Why WinSCP became an open source classic

If you’re a Windows user and you’re connecting securely to remote machines, you’ve probably heard about WinSCP. This multi-functional open source tool has been around since 2000 and it’s now considered a classic by a vast global user-base.

WinSCP is the brainchild of Martin Prikryl, a 36-year old Czech developer living in Prague, who’s been refining it for 15 years.

Origins and evolution

The story of WinSCP begins in March 2000, when Prikryl was working in the IT department of the University of Economics in Prague.

“At the time WinSCP was probably the first GUI file transfer client for SSH, at least on the Windows platform,” Prikryl recalls. “The original idea came from Jan Havlicek. He wanted the tool so much that he bothered me for weeks, until I finally decided to implement it for him.”

If you’re wondering about the name, WinSCP (Windows Secure CoPy) was meant to be temporary, but they never thought of a more suitable name, and here we are today.

While the development is mostly a solitary job, more than a 100 people are involved in translating WinSCP into over 40 languages. While not everybody might be able to contribute code, the beauty of open source is that many loyal users donate money, contribute to the forum, send in bug reports, suggest enhancements, and continually spread the word about the project.
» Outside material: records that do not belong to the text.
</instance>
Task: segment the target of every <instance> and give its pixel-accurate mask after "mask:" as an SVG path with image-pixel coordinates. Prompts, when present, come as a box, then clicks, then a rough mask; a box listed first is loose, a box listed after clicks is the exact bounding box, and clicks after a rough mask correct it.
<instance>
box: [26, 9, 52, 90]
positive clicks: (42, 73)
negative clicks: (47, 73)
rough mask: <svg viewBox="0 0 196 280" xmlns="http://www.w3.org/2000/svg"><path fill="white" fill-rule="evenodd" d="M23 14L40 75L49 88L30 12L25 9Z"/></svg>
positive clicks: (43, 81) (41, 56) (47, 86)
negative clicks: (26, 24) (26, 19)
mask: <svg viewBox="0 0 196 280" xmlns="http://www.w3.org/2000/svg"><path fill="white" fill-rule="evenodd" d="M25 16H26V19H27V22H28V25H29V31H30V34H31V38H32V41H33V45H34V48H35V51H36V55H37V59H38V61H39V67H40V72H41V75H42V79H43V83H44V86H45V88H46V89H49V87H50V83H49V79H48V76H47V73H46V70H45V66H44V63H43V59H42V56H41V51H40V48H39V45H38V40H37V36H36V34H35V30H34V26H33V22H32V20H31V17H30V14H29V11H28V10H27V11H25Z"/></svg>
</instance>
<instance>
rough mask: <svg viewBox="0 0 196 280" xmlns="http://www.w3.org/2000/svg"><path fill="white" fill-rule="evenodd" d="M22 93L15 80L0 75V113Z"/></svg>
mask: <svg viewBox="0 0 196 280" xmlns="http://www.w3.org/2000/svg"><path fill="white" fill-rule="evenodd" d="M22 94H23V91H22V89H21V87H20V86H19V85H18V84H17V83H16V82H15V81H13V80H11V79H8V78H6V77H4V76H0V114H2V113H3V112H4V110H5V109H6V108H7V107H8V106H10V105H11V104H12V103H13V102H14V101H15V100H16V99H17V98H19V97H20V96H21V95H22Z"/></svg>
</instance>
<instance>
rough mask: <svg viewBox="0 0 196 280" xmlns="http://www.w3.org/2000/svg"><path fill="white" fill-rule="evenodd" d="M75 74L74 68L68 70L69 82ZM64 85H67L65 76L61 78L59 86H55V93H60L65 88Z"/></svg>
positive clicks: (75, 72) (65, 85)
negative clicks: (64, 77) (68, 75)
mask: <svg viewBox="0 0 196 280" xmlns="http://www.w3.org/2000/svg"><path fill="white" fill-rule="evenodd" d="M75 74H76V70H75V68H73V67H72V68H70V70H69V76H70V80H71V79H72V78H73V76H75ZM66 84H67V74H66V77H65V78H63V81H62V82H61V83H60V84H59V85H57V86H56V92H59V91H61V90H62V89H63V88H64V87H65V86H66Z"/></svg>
“Money was never the primary motivation for me. It was the freedom of making an application the way I wanted, to test my capabilities. It took many years running the project in my free time, making it better, and growing the community, before it generated enough money so that I could work on it full time. Basically, I have learned that you can pay your bills by giving software for free,” said Prikryl.

As with any successful project, he wants to keep his users happy by polishing the user interface, improving the tool’s performance and adding functionality.
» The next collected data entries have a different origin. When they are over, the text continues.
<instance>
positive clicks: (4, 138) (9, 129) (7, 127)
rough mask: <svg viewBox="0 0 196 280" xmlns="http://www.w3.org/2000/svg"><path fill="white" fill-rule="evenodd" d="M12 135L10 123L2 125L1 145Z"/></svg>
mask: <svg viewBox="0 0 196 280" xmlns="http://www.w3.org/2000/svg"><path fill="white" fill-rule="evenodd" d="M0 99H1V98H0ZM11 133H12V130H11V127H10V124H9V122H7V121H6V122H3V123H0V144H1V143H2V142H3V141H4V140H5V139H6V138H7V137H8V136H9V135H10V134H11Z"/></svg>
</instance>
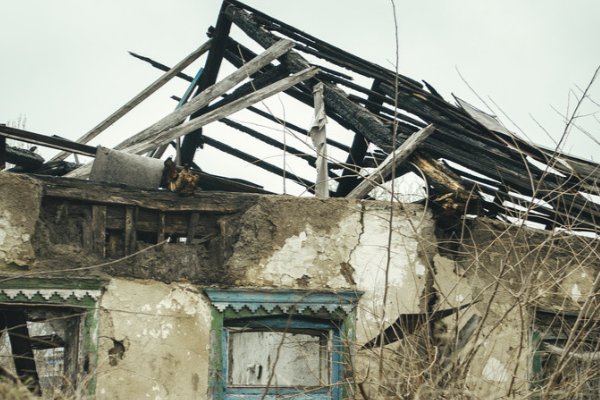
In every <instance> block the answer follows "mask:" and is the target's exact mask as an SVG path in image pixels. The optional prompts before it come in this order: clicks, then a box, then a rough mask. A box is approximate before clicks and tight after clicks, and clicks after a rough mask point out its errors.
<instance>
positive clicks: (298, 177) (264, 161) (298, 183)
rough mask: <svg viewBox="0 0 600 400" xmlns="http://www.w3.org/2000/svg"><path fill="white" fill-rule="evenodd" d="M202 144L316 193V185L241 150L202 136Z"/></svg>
mask: <svg viewBox="0 0 600 400" xmlns="http://www.w3.org/2000/svg"><path fill="white" fill-rule="evenodd" d="M202 142H203V143H204V144H207V145H209V146H212V147H214V148H215V149H218V150H220V151H222V152H224V153H227V154H230V155H232V156H234V157H237V158H239V159H241V160H244V161H246V162H248V163H250V164H252V165H255V166H257V167H259V168H262V169H264V170H265V171H269V172H271V173H273V174H275V175H278V176H281V177H282V178H285V179H289V180H292V181H294V182H297V183H298V184H300V185H302V186H304V187H305V188H306V190H308V191H309V192H310V193H314V192H315V189H314V187H315V184H314V183H313V182H311V181H309V180H307V179H303V178H301V177H299V176H298V175H296V174H294V173H292V172H289V171H285V170H283V169H281V168H279V167H277V166H275V165H273V164H270V163H268V162H266V161H263V160H261V159H259V158H257V157H255V156H253V155H250V154H247V153H244V152H243V151H241V150H238V149H235V148H233V147H231V146H228V145H226V144H225V143H222V142H219V141H218V140H215V139H212V138H210V137H208V136H206V135H203V136H202Z"/></svg>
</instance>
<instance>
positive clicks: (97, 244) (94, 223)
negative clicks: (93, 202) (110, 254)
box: [92, 205, 106, 257]
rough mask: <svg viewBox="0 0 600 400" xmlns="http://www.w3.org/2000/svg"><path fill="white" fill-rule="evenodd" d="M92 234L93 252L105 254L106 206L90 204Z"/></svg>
mask: <svg viewBox="0 0 600 400" xmlns="http://www.w3.org/2000/svg"><path fill="white" fill-rule="evenodd" d="M92 235H93V241H92V244H93V249H94V253H98V254H100V255H101V256H102V257H105V255H106V206H97V205H94V206H92Z"/></svg>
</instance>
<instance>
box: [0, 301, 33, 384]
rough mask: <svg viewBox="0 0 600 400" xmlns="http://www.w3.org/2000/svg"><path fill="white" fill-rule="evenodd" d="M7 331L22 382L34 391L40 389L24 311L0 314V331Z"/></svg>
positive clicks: (10, 312)
mask: <svg viewBox="0 0 600 400" xmlns="http://www.w3.org/2000/svg"><path fill="white" fill-rule="evenodd" d="M1 330H6V332H7V333H8V337H9V339H10V345H11V348H12V358H13V362H14V364H15V368H16V370H17V376H18V377H19V379H21V381H23V382H27V381H29V384H30V385H31V387H32V389H33V390H34V391H37V389H38V388H39V376H38V373H37V370H36V366H35V358H34V357H33V348H32V346H31V337H30V336H29V329H28V328H27V315H26V314H25V312H24V311H22V310H5V311H2V312H0V331H1Z"/></svg>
One of the application’s interfaces, similar to Norton Commander.

WinSCP: The powerhouse

WinSCP offers a polished GUI which enables you to copy files between a local and remote computer using multiple protocols: FTP, FTPS, SCP, SFTP or WebDAV.

Advanced users can automate WinSCP functionality using .NET assembly or simple batch file scripting. You can start editing a file directly from WinSCP, either using WinSCP internal text editor or using integration with an external text editor.

WinSCP offers several ways to synchronize your remote and local directories. It can even share site settings with another popular open source tool – PuTTY. WinSCP integrates also with Pageant (PuTTY authentication agent) for support of public key authentication with SSH.

Admins love WinSCP’s support for portable operation using a configuration file instead of registry entries, suitable for operation from removable media.

Advice for open source developers

“If you want to develop open source software, keep in mind you’re signing up for a marathon, not a short distance race. In order to be successful, you need to carefully divide your time between programming, testing, user support, documentation and planning the next steps,” notes Prikryl.

Since development and maintenance are complex, long-term goals, you should carefully choose what programming language and environment you start with.

“I’ve learned that my choice of Borland C++ Builder IDE was not good selection for the long term. While it was popular when I started the project, it’s barely used nowadays, which greatly limits contributions. Also, some 3rd party libraries used in WinSCP are not maintained by their authors anymore, so I need to maintain them on my own,” Prikryl explained.

“In order to make your open source software successful, you need to be able to decide what to do and what not to do. Both are equally important. Developing security software needs constant focus. What was seen as secure yesterday might not be secure today.”